ABSTRACT
This paper contributes to the ongoing debate in innovation and development studies on renewable energy projects and their contributions to sustainable industrialization through the accumulation of innovation capabilities. Based on a case study of a large wind power project in Kenya, this research explores technology transfer and interactive learning processes to accumulate local capabilities. The study emphasizes the multiplicity of actors involved in complex infrastructure projects and explores the nature of their relationships and interactions through the research question: What are the opportunities and limitations for local learning and capability building through technology transfer in large renewable energy infrastructure projects? Identifying interactions across multiple phases of the Lake Turkana Wind Power project, the results show that multiple loops of interactions foster better local-learning opportunities. Wider project learning and learning for sustainable industrialization require deliberate investments to build collective capabilities.
Acknowledgements
This research was supported by the Danish Ministry of Foreign Affairs grant DFC 14-09AAU. The author is grateful for all the research participants who shared their valuable insights and time with this study. Earlier versions of this paper were presented at the Globelics PhD Academy 2018 in Pretoria and a workshop in Nairobi in February 2019. The paper greatly benefitted from the ideas and comments generously shared by colleagues at both events, as well as the anonymous reviewers.
Disclosure statement
No potential conflict of interest was reported by the author(s).
Notes
1 The 2019 Energy Act led to the creation of new regulatory bodies, including the Energy and Petroleum Regulatory Authority (successor to the Energy Regulatory Commission, or ERC) and the Rural Electrification and Renewable Energy Corporation (REREC, successor to the Rural Electrification Authority). REREC’s mandate has expanded from accelerating rural electrification to promoting RE use by the local population and putting RE at the centre of policy formulation, international cooperation and R&D. This paper refers to the ERC as LTWP negotiated with it, and the fieldwork was conducted before these organizational changes.

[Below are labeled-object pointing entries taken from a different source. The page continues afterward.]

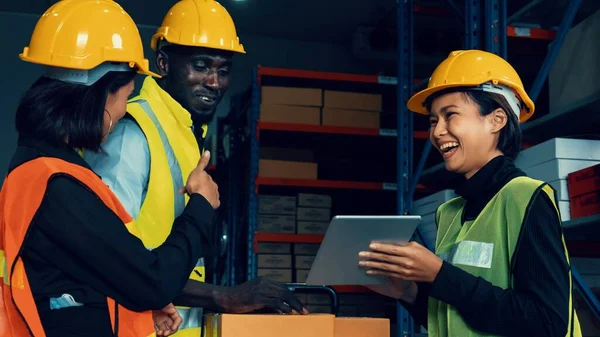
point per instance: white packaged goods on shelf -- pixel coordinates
(559, 148)
(558, 168)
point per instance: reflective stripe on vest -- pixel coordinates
(485, 247)
(18, 311)
(164, 162)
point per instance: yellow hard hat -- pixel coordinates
(199, 23)
(86, 35)
(475, 68)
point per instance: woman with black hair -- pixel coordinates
(70, 261)
(500, 267)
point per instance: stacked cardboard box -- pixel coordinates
(351, 109)
(277, 214)
(313, 217)
(426, 208)
(553, 160)
(584, 191)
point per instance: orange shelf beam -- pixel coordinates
(342, 130)
(351, 289)
(285, 238)
(354, 185)
(530, 33)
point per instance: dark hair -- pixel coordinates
(509, 142)
(53, 110)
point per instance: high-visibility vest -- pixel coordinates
(20, 198)
(485, 248)
(174, 153)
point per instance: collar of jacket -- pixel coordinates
(154, 93)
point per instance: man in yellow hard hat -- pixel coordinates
(151, 152)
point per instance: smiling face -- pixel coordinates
(197, 78)
(466, 139)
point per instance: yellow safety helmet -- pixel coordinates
(199, 23)
(479, 70)
(81, 40)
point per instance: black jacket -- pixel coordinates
(77, 246)
(538, 305)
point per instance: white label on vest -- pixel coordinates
(470, 253)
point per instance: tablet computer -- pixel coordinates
(336, 262)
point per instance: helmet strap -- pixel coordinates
(85, 77)
(511, 97)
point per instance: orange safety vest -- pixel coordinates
(20, 198)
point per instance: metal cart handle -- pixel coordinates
(302, 287)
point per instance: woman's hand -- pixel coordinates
(410, 262)
(166, 321)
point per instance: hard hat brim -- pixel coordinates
(417, 102)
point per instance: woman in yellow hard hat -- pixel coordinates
(70, 261)
(500, 265)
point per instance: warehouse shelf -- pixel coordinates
(335, 184)
(335, 130)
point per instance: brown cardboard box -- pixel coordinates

2 Ngong Hills is Kenya’s only other grid-connected wind project. Owned by KenGen owned, it was built in the early 1990s as a demonstration project but has been expanded to supply up to 25 MW of wind power to the grid.

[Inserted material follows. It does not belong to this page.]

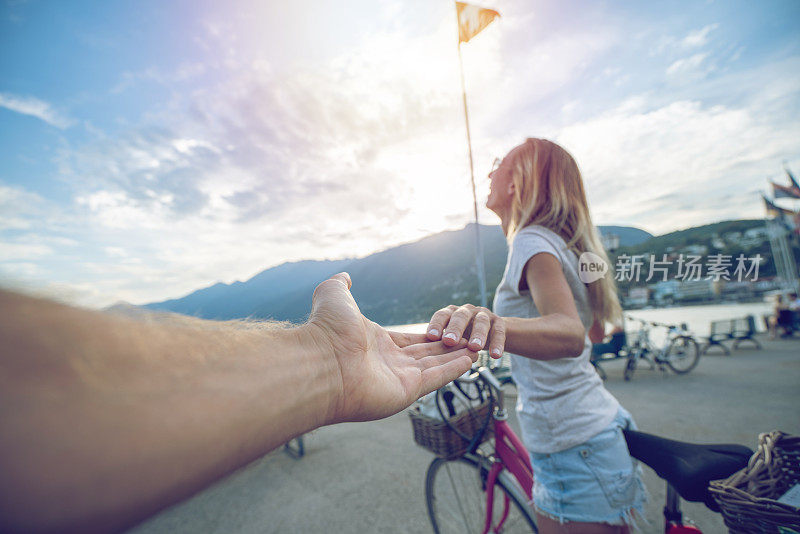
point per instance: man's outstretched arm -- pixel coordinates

3 In the figures, foreign actors are indicated by rectangles, while local actors are shown as ovals.
4 Analysing the issue of land value and LTWP, Cormack and Kurewa (Citation2018) detailed the contentions in the consultation process for local communities, the lease conditions between the project and Marsabit Count Council and the tensions caused since project commencement.
5 A wayleave is a right of way over land owned by another party, such as carrying sewer, drain, power lines or pipelines into through, over or under any lands (KETRACO Citationn.d.).